This translation is a little... "sick man" could be interpreted as "bad man" (and would naturally be in this context I believe)
Yes I think you are right since it uses ser instead of estar. If it used estar, it would mean that he was sick with an illness.
Does this sentence in Spanish have the same negative connotation about the person's character / behavior / mental state, that it does in English?
But even in English you could say "He is a very sick man" and have it mean either ill or wicked (or possibly even awesome), it's all in the tone of delivery, since sick (wicked) just means sick in the head.
acuerdo- usa estar para describir alguien con una enfermedad. "ella es enferma" es decir que ella es una persona enferma o mala
This reminds me of 'The Mask Of Zorro' where the guy (Antonio Banderas) says to Captain Love "You are a very sick person". My point here is a nice movie reference to put it into context for study sake:)
To markbelgard: Dude, not everyone is out to get you.
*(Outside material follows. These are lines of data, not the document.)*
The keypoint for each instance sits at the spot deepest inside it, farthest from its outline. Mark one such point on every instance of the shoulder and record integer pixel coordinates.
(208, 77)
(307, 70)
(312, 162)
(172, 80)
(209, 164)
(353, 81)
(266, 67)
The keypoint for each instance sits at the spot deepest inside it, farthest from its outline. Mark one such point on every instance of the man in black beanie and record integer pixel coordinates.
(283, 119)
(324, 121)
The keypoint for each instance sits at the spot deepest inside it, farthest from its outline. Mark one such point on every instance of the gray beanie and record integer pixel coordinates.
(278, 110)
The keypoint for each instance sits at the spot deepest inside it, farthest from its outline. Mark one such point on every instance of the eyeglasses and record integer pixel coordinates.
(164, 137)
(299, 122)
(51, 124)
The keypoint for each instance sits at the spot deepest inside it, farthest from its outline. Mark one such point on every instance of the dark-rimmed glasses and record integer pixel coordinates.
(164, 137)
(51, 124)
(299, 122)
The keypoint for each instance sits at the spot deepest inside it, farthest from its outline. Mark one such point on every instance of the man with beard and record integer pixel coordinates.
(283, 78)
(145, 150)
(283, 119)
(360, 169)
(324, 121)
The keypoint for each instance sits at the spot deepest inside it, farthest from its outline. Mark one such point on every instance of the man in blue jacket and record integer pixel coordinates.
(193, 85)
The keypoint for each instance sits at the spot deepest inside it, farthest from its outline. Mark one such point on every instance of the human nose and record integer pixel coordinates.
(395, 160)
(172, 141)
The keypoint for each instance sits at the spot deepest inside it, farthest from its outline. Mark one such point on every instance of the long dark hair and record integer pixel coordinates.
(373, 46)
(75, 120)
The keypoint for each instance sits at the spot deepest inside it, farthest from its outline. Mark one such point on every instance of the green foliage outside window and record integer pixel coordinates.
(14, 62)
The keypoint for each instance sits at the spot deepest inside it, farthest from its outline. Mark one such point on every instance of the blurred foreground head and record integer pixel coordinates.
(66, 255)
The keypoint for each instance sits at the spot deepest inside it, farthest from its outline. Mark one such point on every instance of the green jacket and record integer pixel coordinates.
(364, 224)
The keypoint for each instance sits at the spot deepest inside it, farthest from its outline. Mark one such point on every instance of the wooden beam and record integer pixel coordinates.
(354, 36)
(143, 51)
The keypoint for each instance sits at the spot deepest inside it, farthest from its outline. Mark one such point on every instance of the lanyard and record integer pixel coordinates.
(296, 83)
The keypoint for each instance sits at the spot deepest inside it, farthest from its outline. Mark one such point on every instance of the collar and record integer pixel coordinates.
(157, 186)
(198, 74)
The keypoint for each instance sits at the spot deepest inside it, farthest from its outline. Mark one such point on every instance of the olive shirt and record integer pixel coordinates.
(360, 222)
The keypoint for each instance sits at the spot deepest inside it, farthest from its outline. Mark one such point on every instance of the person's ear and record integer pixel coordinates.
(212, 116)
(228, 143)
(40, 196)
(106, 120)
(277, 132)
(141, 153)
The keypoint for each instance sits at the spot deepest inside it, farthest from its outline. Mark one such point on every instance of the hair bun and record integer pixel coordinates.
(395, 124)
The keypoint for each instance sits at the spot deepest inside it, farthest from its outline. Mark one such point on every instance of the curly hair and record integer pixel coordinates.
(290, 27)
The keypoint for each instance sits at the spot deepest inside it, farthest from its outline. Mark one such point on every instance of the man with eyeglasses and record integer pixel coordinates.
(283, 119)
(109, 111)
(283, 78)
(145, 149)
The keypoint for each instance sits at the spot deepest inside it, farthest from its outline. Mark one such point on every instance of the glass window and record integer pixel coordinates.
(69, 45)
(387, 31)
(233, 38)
DL didn't aim this at you specifically.
Poorly means the same as sick or ill in this context and could surely be accepted as an alternative?
Poorly is an adverb, whereas sick is an adjective. You would say, "He is poorly," not, "He is a poorly man.
From Trump's tweet: "...a bad (or sick!) guy." Not that I share his opinion, that's just what popped into my head when I saw that exercise.